# peak into the tent



## bluntz561 (Jun 15, 2014)

don't have the ventilation up yet or the inline fan but that's my next step 

View attachment ****.jpg


----------



## lowrydergrower775 (Jun 15, 2014)

looks nice man what kind of tent and how many watts you running?


----------



## bluntz561 (Jun 15, 2014)

running 400 watts and I forgot the tent brand my bad


----------



## mrnice (Jun 15, 2014)

Hi bluntz are there any plants in the pots yet? If so I would lower your light if you have it aircooled yet.
Mrnice


----------



## bluntz561 (Jun 16, 2014)

just have seedlings, how low should I go?


----------



## Kraven (Jun 17, 2014)

bluntz561 said:


> just have seedlings, how low should I go?
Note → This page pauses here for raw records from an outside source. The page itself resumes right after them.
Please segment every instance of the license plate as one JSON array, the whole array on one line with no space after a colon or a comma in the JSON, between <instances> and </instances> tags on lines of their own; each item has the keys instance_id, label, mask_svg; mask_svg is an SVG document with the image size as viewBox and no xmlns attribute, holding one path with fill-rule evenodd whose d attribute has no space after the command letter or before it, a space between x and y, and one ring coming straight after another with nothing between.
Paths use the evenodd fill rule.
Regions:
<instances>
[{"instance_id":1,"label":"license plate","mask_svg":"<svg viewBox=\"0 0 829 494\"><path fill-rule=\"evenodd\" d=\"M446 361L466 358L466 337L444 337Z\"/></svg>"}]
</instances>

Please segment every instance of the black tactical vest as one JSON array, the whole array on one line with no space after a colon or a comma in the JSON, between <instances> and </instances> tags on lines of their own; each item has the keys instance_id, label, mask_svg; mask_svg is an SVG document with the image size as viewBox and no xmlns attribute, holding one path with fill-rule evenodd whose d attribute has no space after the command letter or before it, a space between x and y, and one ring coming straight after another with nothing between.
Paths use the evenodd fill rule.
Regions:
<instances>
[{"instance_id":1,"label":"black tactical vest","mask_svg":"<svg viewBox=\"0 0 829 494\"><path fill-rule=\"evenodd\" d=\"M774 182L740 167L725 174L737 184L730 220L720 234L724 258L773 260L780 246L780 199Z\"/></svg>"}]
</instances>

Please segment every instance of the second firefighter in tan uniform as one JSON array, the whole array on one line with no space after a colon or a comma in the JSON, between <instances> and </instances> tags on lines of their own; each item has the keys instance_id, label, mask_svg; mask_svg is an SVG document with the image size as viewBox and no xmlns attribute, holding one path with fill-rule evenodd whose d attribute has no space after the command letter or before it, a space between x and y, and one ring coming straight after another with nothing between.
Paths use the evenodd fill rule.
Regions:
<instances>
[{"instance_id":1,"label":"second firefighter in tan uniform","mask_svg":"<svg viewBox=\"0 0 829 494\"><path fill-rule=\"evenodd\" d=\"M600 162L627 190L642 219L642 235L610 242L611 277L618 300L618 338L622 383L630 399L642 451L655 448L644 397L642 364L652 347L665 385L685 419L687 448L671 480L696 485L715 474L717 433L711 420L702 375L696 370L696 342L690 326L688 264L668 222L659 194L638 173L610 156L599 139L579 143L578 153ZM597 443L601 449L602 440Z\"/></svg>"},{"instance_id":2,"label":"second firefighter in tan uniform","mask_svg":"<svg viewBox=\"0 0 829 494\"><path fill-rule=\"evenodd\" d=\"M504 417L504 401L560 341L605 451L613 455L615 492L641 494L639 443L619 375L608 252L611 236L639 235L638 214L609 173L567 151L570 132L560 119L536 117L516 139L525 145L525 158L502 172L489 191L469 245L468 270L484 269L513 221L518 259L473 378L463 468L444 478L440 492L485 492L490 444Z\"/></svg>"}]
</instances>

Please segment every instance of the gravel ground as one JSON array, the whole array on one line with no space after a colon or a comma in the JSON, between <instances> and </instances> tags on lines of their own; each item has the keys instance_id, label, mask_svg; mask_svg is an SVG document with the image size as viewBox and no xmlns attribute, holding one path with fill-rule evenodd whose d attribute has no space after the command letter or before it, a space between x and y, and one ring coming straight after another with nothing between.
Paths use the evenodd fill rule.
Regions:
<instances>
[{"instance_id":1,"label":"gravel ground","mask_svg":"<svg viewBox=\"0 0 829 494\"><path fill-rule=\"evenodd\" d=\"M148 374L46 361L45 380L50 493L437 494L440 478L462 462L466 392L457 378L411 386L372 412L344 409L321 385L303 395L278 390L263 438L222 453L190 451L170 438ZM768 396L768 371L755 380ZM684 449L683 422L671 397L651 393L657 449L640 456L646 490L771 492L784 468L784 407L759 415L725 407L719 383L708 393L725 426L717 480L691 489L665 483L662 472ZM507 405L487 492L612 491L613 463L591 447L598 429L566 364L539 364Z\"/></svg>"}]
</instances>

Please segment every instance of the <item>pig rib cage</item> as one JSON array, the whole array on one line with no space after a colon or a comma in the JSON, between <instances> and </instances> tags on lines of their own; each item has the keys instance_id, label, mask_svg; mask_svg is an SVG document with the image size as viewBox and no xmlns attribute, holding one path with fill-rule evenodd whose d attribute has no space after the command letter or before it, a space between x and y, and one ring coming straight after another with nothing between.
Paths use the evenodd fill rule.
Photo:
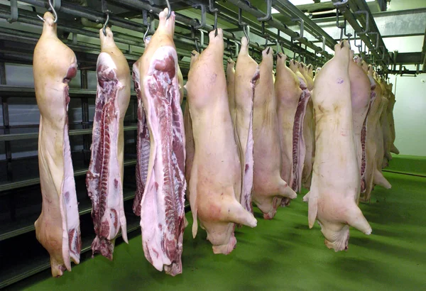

Been my experience that seedlings need a week or so to be able to stand the full 400 watts at the correct level.... Just my humble opinion, no offense meant.  :farm: I know the strain and pheno type of what I'm growing and I'm able to start them from seed using my MH 400 watt, but this strain is Bred for indoor and it loves the light. Every other strain I have grown I have had to run them under floro's for the first two weeks of veg. Since I don't know what strain and pheno your growing I am just guessing at the right advice. hopefully it will be helpful...I'm still learning and I have over 20 years under my belt.


----------



## bluntz561 (Jun 17, 2014)

thanks kraven opinion needed. im a noobie at this and im just trying to grow my own smoke.


----------